Working In These Times
This Week in Labor: Unrest in the Pacific Northwest and Beyond
At the end of each week, Working In These Times rounds up labor news we've missed during the past week, with a focus on new and ongoing campaigns and protests. For all our other headlines from this week, go here.
—Hundreds of union workers in Washington State blocked a mile-long train carrying grain to the EGT terminal at the Port of Longview on Thursday. EGT wants to bring in nonunion workers and International Longshore and Warehouse Union Local 21 is not standing for it. EGT claims it has the right to hire nonunion workers when it opens a new building, but the union says it has the contract for the entire EGT operation. This is the third major protest this week and all grain shipments have been rerouted until further notice.
—Nurses in Minnesota's Iron Range concluded a three-day strike for staffing increases on Thursday. The nurses say that Range Regional Health Services is burning out its staff and putting patients at risk by forcing nurses to work excessive overtime instead of hiring adequate numbers of nurses. The nurses are demanding the right to divert patients to a neighboring hospital when there aren't enough registered nurses to take care of everyone. The Minnesota Nurses Association, which represents the strikers, has submitted a report to the state documenting instances where understaffing has put patients at risk.
—Chicago Mayor Rahm Emanuel announced Friday that he would lay of 625 city workers after labor leaders missed the mayor's deadline to submit cost-cutting ideas to prevent layoffs. Emanuel's predecessor, Richard Daley, managed to balance the budget by extracting furloughs and other concessions from city workers. Emanuel doesn't want to continue the furlough arrangement, which ended on June 30—he favors lower wages and longer weeks for city workers.

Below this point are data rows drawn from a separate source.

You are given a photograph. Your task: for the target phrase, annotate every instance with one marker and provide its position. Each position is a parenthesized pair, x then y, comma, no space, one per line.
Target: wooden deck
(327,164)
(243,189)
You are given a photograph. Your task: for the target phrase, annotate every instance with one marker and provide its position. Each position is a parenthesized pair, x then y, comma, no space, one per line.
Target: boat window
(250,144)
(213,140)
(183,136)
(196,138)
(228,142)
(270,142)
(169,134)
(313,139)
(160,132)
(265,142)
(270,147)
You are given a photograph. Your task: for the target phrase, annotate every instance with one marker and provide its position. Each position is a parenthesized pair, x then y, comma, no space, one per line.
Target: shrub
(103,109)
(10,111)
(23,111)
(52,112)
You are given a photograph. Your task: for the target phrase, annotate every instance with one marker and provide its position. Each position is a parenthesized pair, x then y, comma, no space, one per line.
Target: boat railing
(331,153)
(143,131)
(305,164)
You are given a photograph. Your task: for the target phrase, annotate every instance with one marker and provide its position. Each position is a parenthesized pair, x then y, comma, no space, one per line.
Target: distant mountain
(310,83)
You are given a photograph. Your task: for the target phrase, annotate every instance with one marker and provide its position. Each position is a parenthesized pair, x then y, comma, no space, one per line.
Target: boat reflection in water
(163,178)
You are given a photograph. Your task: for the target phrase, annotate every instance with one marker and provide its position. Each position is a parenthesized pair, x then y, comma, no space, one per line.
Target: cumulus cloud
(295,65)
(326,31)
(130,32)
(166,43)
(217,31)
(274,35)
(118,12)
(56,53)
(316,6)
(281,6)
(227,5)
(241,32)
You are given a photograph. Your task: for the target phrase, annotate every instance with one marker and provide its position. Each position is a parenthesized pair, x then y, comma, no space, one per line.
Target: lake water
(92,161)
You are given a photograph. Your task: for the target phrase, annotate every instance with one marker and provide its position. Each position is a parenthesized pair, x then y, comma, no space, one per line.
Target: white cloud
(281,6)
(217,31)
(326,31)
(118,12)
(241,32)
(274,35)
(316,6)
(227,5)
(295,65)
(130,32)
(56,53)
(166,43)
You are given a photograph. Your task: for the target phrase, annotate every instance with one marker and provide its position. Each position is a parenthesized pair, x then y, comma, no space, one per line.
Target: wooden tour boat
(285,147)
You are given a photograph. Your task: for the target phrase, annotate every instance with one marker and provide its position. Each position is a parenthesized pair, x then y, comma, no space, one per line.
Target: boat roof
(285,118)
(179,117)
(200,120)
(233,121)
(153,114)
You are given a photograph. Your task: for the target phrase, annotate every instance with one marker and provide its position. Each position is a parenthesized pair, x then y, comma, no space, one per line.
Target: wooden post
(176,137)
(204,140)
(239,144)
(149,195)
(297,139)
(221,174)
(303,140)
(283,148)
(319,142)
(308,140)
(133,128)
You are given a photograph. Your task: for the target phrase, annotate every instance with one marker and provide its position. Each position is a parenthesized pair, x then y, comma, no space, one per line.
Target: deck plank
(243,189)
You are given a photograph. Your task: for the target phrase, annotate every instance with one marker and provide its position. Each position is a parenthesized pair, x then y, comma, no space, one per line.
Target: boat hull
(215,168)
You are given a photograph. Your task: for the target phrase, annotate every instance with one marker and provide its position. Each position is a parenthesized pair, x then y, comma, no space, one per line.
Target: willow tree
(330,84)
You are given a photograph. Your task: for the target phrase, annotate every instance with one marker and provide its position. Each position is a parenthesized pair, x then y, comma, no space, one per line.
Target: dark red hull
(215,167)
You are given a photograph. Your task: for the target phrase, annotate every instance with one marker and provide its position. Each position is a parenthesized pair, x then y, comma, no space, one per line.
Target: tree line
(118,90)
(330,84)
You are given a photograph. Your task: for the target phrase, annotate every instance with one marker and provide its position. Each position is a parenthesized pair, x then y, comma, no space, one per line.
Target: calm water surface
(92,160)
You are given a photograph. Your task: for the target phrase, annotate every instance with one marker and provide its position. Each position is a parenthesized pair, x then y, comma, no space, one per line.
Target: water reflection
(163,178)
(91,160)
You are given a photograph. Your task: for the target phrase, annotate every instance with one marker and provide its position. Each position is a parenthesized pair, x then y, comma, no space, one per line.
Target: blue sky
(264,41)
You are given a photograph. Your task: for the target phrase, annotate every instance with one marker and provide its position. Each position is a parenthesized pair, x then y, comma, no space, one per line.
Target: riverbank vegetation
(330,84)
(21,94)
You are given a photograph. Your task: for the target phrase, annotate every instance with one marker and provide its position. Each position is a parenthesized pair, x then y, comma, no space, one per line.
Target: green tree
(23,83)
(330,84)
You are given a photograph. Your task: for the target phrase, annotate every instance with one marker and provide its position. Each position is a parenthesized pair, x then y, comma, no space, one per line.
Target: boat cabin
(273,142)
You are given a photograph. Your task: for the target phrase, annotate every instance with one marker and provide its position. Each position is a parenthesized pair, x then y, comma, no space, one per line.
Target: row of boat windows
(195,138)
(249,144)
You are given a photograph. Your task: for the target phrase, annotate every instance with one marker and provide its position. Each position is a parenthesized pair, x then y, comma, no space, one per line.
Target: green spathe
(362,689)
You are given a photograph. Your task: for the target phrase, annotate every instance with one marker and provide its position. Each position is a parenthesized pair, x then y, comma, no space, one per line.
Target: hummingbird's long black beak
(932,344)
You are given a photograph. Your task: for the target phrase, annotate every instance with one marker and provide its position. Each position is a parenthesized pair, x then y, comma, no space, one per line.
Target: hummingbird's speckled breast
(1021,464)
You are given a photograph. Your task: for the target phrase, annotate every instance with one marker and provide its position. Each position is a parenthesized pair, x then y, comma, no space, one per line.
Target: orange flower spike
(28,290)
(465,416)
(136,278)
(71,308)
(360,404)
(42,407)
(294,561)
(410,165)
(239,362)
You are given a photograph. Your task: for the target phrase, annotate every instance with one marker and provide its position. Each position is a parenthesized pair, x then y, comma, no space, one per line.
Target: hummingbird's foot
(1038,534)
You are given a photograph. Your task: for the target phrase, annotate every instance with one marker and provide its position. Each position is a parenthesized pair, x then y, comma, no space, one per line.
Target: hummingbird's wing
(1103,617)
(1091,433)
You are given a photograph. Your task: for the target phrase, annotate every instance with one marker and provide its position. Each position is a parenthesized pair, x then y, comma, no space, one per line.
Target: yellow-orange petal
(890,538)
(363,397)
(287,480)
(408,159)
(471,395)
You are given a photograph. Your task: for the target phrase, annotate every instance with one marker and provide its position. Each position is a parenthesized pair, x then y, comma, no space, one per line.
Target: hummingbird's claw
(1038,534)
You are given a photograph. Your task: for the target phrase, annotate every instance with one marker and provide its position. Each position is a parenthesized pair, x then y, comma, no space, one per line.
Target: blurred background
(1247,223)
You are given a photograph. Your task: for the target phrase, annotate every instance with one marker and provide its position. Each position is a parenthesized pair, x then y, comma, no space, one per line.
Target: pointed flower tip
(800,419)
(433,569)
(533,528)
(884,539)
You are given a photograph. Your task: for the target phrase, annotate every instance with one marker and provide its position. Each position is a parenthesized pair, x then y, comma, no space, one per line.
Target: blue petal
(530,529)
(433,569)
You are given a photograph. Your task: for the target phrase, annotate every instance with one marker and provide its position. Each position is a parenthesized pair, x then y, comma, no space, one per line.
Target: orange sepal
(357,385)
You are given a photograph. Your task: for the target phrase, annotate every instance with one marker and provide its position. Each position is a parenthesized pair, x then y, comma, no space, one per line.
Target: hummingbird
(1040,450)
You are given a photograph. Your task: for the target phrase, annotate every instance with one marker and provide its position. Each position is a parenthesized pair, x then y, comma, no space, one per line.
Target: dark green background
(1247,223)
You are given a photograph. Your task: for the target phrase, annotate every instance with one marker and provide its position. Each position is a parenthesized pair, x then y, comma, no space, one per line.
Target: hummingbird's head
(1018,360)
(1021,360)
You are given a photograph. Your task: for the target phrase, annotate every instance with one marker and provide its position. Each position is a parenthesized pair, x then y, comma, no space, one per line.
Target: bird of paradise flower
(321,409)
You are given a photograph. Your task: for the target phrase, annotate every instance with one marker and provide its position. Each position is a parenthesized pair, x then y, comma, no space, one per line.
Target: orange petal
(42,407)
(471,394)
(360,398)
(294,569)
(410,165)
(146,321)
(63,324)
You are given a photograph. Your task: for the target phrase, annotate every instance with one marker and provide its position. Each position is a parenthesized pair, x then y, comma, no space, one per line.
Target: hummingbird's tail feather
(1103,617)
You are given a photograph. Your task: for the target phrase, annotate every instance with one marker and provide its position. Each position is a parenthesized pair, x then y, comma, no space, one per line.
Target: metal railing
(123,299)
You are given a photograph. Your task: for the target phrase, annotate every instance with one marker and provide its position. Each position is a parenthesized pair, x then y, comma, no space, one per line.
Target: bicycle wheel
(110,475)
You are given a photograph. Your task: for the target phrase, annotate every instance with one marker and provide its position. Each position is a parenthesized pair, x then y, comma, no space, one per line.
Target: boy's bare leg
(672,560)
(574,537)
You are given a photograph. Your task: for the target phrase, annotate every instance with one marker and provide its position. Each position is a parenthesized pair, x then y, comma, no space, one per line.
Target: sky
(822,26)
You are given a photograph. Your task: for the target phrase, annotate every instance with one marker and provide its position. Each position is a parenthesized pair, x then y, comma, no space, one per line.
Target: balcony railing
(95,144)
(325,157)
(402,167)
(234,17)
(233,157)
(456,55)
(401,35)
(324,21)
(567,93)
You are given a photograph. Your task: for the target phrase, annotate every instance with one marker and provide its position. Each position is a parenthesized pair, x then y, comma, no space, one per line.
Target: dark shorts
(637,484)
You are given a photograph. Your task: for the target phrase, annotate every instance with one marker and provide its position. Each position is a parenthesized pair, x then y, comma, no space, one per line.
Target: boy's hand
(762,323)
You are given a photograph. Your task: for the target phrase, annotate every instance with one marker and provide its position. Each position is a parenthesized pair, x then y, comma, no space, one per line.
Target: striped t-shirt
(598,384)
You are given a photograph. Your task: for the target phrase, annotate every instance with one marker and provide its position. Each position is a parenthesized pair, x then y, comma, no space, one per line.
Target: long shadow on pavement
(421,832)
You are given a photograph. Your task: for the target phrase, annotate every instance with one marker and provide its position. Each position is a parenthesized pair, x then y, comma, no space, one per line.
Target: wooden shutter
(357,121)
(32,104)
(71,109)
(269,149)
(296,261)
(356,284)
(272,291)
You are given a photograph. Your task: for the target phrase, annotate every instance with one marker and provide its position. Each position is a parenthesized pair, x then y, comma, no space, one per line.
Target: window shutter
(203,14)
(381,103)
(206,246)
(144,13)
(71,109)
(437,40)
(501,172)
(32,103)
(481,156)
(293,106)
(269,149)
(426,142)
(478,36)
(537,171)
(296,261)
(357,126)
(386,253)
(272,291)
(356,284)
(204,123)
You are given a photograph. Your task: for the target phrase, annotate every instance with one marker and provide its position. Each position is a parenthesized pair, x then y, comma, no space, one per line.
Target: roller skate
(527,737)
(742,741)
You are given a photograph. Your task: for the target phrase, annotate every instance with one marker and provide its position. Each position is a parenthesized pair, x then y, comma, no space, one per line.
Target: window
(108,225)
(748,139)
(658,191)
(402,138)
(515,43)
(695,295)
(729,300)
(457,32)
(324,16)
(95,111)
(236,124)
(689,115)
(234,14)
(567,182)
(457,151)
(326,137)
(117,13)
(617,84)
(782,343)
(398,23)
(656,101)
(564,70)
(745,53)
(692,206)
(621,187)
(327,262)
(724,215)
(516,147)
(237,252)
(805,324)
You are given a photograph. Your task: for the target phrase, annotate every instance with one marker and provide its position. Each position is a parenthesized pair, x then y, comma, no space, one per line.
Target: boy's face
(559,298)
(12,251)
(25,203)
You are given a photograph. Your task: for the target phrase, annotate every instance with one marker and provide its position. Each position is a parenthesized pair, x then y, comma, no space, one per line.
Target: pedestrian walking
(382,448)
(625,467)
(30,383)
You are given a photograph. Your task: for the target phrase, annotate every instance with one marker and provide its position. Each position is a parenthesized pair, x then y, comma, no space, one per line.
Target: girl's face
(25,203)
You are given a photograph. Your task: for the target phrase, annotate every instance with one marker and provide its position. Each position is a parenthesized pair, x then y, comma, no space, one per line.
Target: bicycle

Emanuel ordered organized labor to come up with $11 million in proposed cost savings. The Chicago Federation of Labor said its consultant's report wouldn't be ready until Monday; the union had already received an previous extension from the mayor. The unions dispute the premise that it is their problem to come up with ways to cut costs, seeing as they never negotiated the furlough stop-gap arrangement in the first place.
—Nigerian labor leaders are calling for a three-day general strike next week to protest lax enforcement of the country's new minimum wage law. Under the three-month-old law, the minimum monthly wage is 18,000 Naira ($118). However, many of the country's lowest-paid workers are not getting the wages they're entitled to.